Radical resection is a well established significant prognosticator 39. In tumours located in the pancreatic head region, we found a significant relationship between negative p27kip1 expression and microscopically radical resection (R0). Therefore, low p27kip1 labelling index may identify patients with pancreatic tumours likely to be removed with negative margins. Our results are contradictory to those of Lu et al., who found correlation between low p27kip1 expression and increasing peripancreatic invasion that reduced the possibility of achieving complete tumour removal 28. Previous studies had shown that low p27kip1 expression may contribute to tumour development by either increasing the proliferation of cells or decreasing their apoptosis 40,41,42.
On the other hand, findings consistent with ours have been reported in a series of rectal cancer patients receiving preoperative chemoradiation 43. On the basis of immunohistochemical assessment of residual tumour in the resected surgical specimen, patients with rectal cancers exhibiting positive p27kip1 expression had a fourfold higher risk of recurrence. In that study positive expression of p27kip1 was an independent negative predictor of recurrence-free survival. The sample size of 45 patients in our study may not be adequate to detect a discrete difference in survival of patients with tumours presenting various degrees of p27kip1 expression that was associated with completeness of tumour removal. This may be a probable explanation as to why the low p27kip1 expression was found to be of no prognostic value.

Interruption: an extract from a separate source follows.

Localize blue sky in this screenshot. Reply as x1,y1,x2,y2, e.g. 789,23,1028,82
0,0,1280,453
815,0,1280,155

Insignificantly lower 3-year survival rate in the group of patients following resection and adjuvant chemotherapy may be explained by the fact that only patients with more advanced tumours were offered postoperative treatment.
Our study confirmed well-known prognostic factors in pancreatic carcinoma such as tumour size, localization of the tumour, differentiation of the tumour and radicality of resection. We found a correlation between p27kip1 expression and possibility of curative resection. This relationship, if confirmed in larger series, may serve for selection of patients who possibly can benefit from primary radical surgery.
We conclude that p27kip1 has limited overall prognostic utility in resected carcinoma of the pancreatic head region, but its potential role as a marker of residual disease needs to be further assessed.